Hi George,

If you mean IPs like 127.x.x.x, they are dedicated to localhost communications by the TCP/IP standard and described as such in RFC 990 <https://tools.ietf.org/html/rfc990>:

The class A network number 127 is assigned the "loopback"
         function, that is, a datagram sent by a higher level protocol
         to a network 127 address should loop back inside the host.  No
         datagram "sent" to a network 127 address should ever appear on
         any network anywhere.


You are lucky it ever worked in the first place, most likely because of poor software implementation. I'm not aware of any way to make it work again and you should definitly NOT try to make it work again.

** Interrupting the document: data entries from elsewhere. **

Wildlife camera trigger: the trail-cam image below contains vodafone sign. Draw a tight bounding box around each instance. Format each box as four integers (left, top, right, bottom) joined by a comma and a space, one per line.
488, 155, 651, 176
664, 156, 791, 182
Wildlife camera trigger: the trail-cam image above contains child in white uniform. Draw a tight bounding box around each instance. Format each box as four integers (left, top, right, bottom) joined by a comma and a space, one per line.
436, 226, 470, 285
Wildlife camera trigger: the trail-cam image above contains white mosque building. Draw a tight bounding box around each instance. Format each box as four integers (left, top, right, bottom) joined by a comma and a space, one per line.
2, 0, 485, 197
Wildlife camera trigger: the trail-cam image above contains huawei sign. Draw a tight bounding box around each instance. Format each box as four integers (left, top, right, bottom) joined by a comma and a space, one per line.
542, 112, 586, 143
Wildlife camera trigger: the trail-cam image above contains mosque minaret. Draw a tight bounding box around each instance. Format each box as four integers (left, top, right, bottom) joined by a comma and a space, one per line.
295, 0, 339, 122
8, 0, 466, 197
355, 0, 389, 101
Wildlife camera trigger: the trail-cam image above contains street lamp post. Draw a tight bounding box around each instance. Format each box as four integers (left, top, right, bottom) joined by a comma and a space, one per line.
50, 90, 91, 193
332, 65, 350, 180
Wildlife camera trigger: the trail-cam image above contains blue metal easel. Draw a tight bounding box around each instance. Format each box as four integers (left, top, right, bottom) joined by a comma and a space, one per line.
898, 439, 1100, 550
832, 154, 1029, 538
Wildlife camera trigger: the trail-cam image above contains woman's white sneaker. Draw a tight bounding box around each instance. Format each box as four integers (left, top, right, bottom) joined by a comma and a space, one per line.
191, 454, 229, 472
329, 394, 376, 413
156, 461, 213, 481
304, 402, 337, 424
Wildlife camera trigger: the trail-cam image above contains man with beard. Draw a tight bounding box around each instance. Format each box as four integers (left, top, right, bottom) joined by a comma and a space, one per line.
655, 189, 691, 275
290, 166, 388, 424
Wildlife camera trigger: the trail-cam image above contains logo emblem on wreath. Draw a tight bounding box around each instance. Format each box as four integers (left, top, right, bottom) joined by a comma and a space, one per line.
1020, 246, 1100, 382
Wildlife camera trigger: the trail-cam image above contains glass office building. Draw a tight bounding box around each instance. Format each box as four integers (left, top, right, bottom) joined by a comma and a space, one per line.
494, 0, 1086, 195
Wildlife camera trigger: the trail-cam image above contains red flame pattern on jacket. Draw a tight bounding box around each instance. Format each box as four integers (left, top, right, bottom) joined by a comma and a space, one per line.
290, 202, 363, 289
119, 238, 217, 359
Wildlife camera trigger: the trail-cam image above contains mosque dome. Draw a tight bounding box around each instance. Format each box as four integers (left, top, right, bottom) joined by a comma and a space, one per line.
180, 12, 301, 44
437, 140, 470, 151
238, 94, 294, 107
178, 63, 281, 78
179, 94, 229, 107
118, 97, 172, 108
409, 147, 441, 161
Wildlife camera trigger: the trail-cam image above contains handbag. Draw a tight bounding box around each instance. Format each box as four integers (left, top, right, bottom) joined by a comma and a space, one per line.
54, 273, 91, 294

Use 10.0.0.0/8 if you need such a big subnet, else go with 172.16.0.0/12 or 192.168.0.0/16

Max

On 01/12/15 13:43, george.va...@wipro.com wrote:

Hi,

We are having our test topology running multiple VMs on a server.

The guest VMs are linux based and the host is based on RHEL 6.4.

The eth interface of VMs are interconnected via ‘intnet’ NIC settings.

The VMs are using 127/8 IP addresses to communicate with each other.

We are currently using VirtualBoX 3.1.8 and everything works fine.

But when we upgrade to latest VirtualBoX 5.0.10, we observe that the 127/8 IP addresses are being blocked and it does not reach the VM interfaces.

Based on our testing, it looks like this behaviour is seen from VirtualBox 3.2.0 onwards.

Can you please suggest if there is a way to get these IP address to be allowed?